Re: Orthographies using ZWNJ (was: Displaying control characters)

From: Asmus Freytag (
Date: Sun Jul 22 2007 - 16:48:10 CDT

  • Next message: Behnam: "Re: [hebrew] Re: Karaite manuscript"

    On 7/22/2007 11:47 AM, Philippe Verdy wrote:
    > Asmus Freytag wrote:
    >>> If this is something else, which options do we have to explicitly mark
    >>> syllable breaks without ligatures, with or without a visible hyphen?
    >>> What will happen with joining scripts (i.e. Arabic, Devanagari...) or
    >>> cursive styles of alphabetic scripts? Does a prohibition of ligature also prohibit the usual joining?
    >> If you had read the standard, before creating your own alternate
    >> reality, you wouldn't need to ask that question. The role of ZWNJ in
    >> joining is explicitly described.
    > You don't need to rant about my reading of the standard. I have said in my
    > message that ZWNJ was used to control ligation/joining during rendering. I
    > spoke about something else.
    I still believe that you can find the answer to that particular question
    in the standard.
    > You affirm that Unicode does not encode syllable breaks but it's completely
    > wrong. SHY is a perfect example of an explicit syllable break.
    Before you claim that some statement is "completely wrong" it's best to
    be clear about what the statement actually contained. I had written:

    "There is no 'syllable delimiter' in Unicode. "

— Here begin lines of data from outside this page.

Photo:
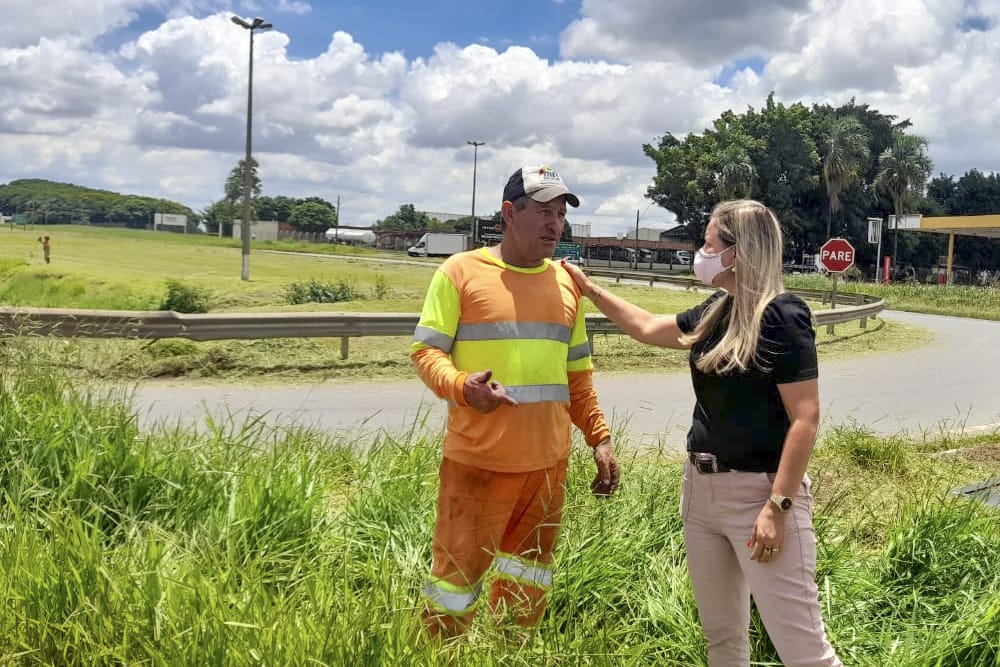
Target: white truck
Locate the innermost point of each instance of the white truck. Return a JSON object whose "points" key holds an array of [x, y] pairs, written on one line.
{"points": [[437, 244]]}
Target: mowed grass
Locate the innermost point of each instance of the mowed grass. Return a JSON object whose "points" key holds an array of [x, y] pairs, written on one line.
{"points": [[957, 300], [121, 269], [237, 544]]}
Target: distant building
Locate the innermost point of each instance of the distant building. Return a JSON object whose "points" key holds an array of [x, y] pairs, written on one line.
{"points": [[445, 217]]}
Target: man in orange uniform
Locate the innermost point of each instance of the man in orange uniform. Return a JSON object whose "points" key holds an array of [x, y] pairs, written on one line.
{"points": [[503, 339]]}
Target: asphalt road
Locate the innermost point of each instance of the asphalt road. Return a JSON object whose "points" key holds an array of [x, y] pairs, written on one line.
{"points": [[951, 384]]}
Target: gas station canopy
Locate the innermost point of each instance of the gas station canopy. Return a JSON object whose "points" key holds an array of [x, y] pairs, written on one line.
{"points": [[985, 226]]}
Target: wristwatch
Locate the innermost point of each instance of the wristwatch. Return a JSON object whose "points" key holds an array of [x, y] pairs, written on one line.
{"points": [[783, 503]]}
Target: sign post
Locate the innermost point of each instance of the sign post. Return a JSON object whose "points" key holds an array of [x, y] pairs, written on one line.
{"points": [[836, 256], [875, 228]]}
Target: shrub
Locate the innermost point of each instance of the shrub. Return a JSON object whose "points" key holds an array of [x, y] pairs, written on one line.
{"points": [[315, 291], [183, 298]]}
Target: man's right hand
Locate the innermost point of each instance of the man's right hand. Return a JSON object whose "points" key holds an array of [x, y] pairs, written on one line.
{"points": [[486, 395]]}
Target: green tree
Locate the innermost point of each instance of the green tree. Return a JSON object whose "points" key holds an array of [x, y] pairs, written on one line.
{"points": [[235, 184], [407, 217], [845, 156], [736, 175], [274, 208], [903, 171], [220, 215], [312, 216]]}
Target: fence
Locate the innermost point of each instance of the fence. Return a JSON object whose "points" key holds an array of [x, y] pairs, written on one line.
{"points": [[226, 326]]}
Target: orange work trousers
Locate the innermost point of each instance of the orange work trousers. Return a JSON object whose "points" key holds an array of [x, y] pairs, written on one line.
{"points": [[484, 518]]}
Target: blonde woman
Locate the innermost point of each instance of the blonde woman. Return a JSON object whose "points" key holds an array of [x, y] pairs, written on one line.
{"points": [[745, 503]]}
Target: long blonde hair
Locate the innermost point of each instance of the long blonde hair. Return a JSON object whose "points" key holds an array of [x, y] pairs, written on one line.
{"points": [[756, 234]]}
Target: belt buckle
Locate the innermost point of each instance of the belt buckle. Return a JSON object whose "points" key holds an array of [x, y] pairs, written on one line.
{"points": [[706, 463]]}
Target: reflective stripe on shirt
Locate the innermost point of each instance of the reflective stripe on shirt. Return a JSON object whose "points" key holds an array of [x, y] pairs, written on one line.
{"points": [[539, 393], [449, 598], [433, 338], [532, 572], [513, 331]]}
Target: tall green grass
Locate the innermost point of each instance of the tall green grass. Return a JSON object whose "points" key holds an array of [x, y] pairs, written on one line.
{"points": [[235, 543]]}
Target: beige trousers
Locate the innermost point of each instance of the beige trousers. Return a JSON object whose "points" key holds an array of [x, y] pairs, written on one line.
{"points": [[719, 510]]}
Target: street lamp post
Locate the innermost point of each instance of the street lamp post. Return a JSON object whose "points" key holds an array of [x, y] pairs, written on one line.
{"points": [[256, 24], [475, 159]]}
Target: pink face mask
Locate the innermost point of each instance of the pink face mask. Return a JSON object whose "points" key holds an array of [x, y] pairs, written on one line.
{"points": [[708, 265]]}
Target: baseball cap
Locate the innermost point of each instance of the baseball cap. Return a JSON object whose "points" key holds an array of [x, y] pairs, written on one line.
{"points": [[539, 183]]}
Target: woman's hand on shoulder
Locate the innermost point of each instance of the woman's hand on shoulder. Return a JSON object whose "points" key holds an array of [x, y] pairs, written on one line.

    While the SHY often appears at a syllable boundary, it's function is not
    to mark syllables, but to mark places where a word may be split during
    line breaking. I believe, it is not difficult to come up with examples
    of syllable boundary that should not be used for line breaking. Placing
    an SHY at those locations, while syllable boundaries, would be a mistake.

    Therefore, my statement stands: no character in Unicode is dedicated to
    be a syllable delimiter.
    > I was speaking about the effect of combining or detaching the effect of
    > syllable breaks and ligatures. My question is still not answered.
    > What I have seen is that the presence of a word joiner really prevents a
    > ligature, although it is not specified anywhere;
    That's an implementation shortcut, but, as you correctly state, not
    something you should rely on, as it's not sanctioned in the standard.
    > and if it is used as an
    > invisible syllable break (which will never be rendered as a hyphen if a line
    > break occurs) for compound words that are normally not separated by space or
    > hyphen, but that may still be split if needed on line boundaries,
    Now this is 'completely wrong'! A Word Joiner, by definition, prevents
    line breaks. So, if you place one between two syllables they may *not*
    be split if needed on line boundaries. In Unicode 5.0, this behavior is
    > I think
    > it's normal that it prevents the formation of a ligature.
    The reason it does has nothing to do with the argument you just
    presented (as it is based on a faulty premise). The reason is that
    ligature formation is based on more or less mechanical lookup of pairs
    or triplets, and if a WJ is not filtered, it will disrupt the lookup.
    The only character sanctioned for this purpose is ZWNJ.
    > Now the question remains: what is the effective difference between WJ and
    > ZWNJ? I can't see any, both on the morphological analysis side, and on the
    > rendering side.
    This question does not remain - the differences are obvious and well
    specified in the text of Unicode 5.0.
    > If WJ is not expected to break a ligature, this should be specified so that
    > ZWNJ will be used explicitly to control that (WJ will still be used to
    > control word breaks, mostly in scripts that have no required word separation
    > by spaces or other punctuation marks)
    > I saw this concern when replying to the message sent by Karl Pentzlin
    > speaking about the compound word "Schilfinsel" (i.e. "Schilf" + "Insel"
    > without a "fi" ligature), that he wants to encode as "Schilf<ZWNJ>insel",
    > where the absence of ligature is expected to really mark the internal
    > syllable break.
    Karl is entirely correct. German orthography disallows ligation in such
    situations, and the UTC decided to give the ZWNJ the role of ligature
    preventer based on this case (and similar cases in other languages).
    > German compound words (in my opinion) contain mor than just a rendering hint
    > (ZWNJ) and WJ is certainly more significant to say that. So there are two
    > situations when an author is tuning the rendering of the text and uses a
    > hyphenation algorithm to mark explicitly where syllable breaks will occur:
    > (1) Either the syllable break is wanted and expected here, so he
    > will insert a SHY between the two parts of the word; but SHY still does not
    > prevent a ligature, so he will need BOTH ZWNJ (against the "fi" ligature)
    > and SHY after it: the resulting string will be "Schilf<ZWNJ><SHY>insel";
    There is no question, the sequence you give should render and line break
    correctly in a fully conformant implementation.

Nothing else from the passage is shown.